The NIST cybersecurity framework provides comprehensive resources to guide organizations in building a robust cybersecurity program. Each of the functions and categories includes a vulnerability management component.
Vulnerability identification, assessment, and prioritization are key to reducing your risk. Enrich your vulnerability assessment process with business, threat, and risk context for advanced decision-making.
Identify
Identifying software vulnerabilities is a critical first step in establishing a robust vulnerability management program. It ensures that every possible security gap is identified and analyzed, helping to reduce the attack surface. Malicious actors often target machines that are out-of-date or running vulnerable software, and a single vulnerability can become the gateway into your network.

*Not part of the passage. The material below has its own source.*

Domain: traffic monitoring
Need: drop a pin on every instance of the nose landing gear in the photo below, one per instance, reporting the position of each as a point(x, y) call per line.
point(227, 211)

Using vulnerability assessment tools, your team can discover all vulnerabilities across your IT environment and use the Common Vulnerability Scoring System (CVSS) to rank them by severity and understand their characteristics. Identifying your most important assets will help you create a risk-based remediation plan. It will help prioritize the highest-risk threats and address them on time. It will protect your organization against ransomware, zero-day attacks, and other sophisticated threats.
Prioritize
Vulnerabilities are discovered at an alarming rate. Even with regular vulnerability assessments, there are too many to address on time. Use a vulnerability management framework with context-aware prioritization to ensure that the organization’s security efforts are concentrated on the problems that matter most.
This process identifies, classifies, prioritizes, and remediates software vulnerabilities. It ensures an ongoing identification of vulnerabilities, reducing the time attackers have to exploit systems and compromise data.

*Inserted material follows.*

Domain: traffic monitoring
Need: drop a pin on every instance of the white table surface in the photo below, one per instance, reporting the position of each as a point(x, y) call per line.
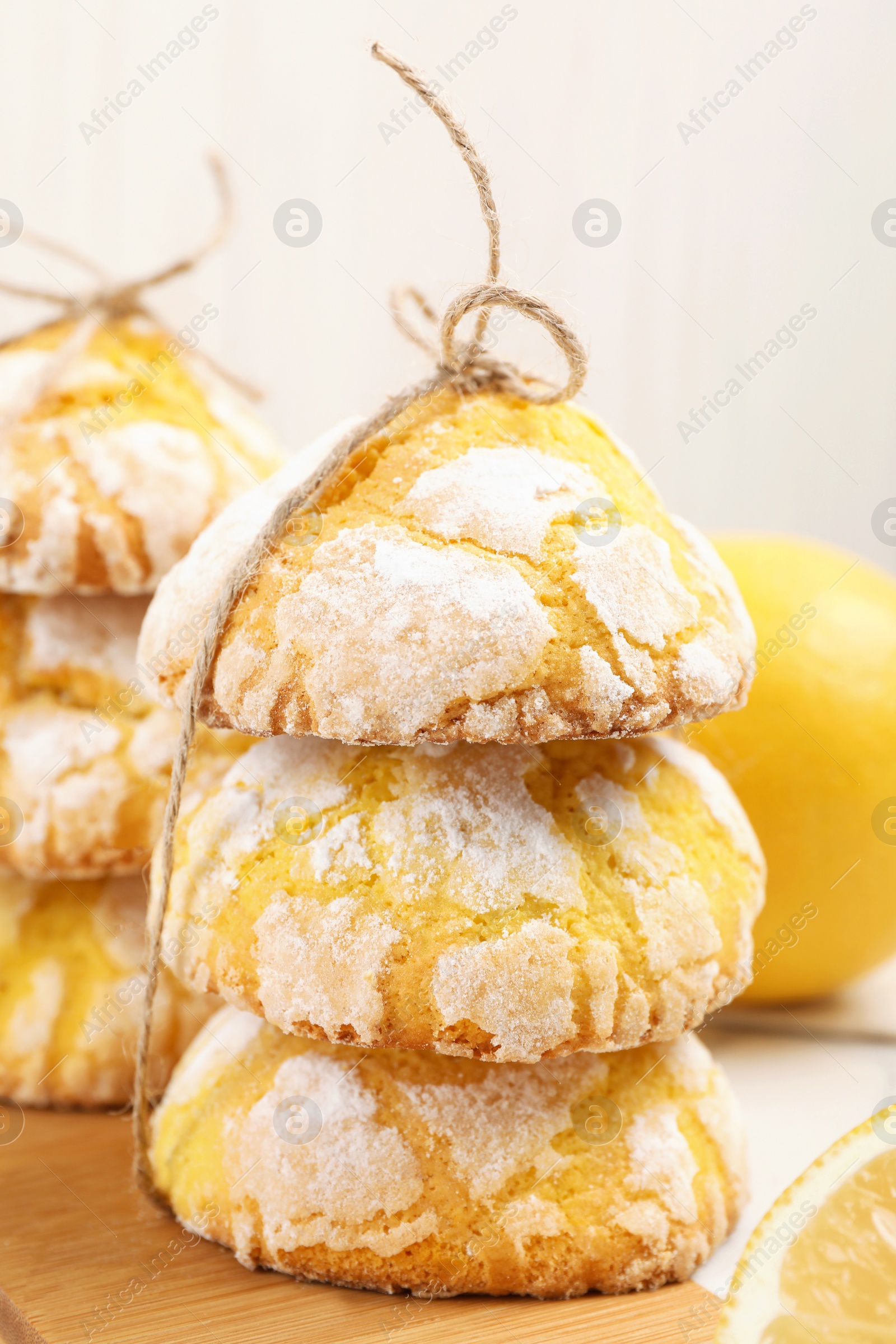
point(802, 1092)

A risk-based vulnerability prioritization process also considers the impact of a vulnerability on business objectives, compliance requirements, and other assets. For example, a high-severity vulnerability in a revenue-generating product should be addressed immediately to minimize exposure to attackers. Evaluating the complexity, timeline, and resources needed to remedy a vulnerability is also important.
Assess
As an MSP, you can help your clients break down vulnerability management into manageable, repeatable cycles. The first step is to identify and secure stakeholder buy-in for the strategy and plan you’ll use to scan and assess their IT environments.
Once you’ve collected data about your customers’ IT environments, you can evaluate it to determine a prioritized list of vulnerabilities for remediation efforts. Prioritization is based on the business impact of each vulnerability, leveraging CVSS scores and other risk factors to inform the evaluation process.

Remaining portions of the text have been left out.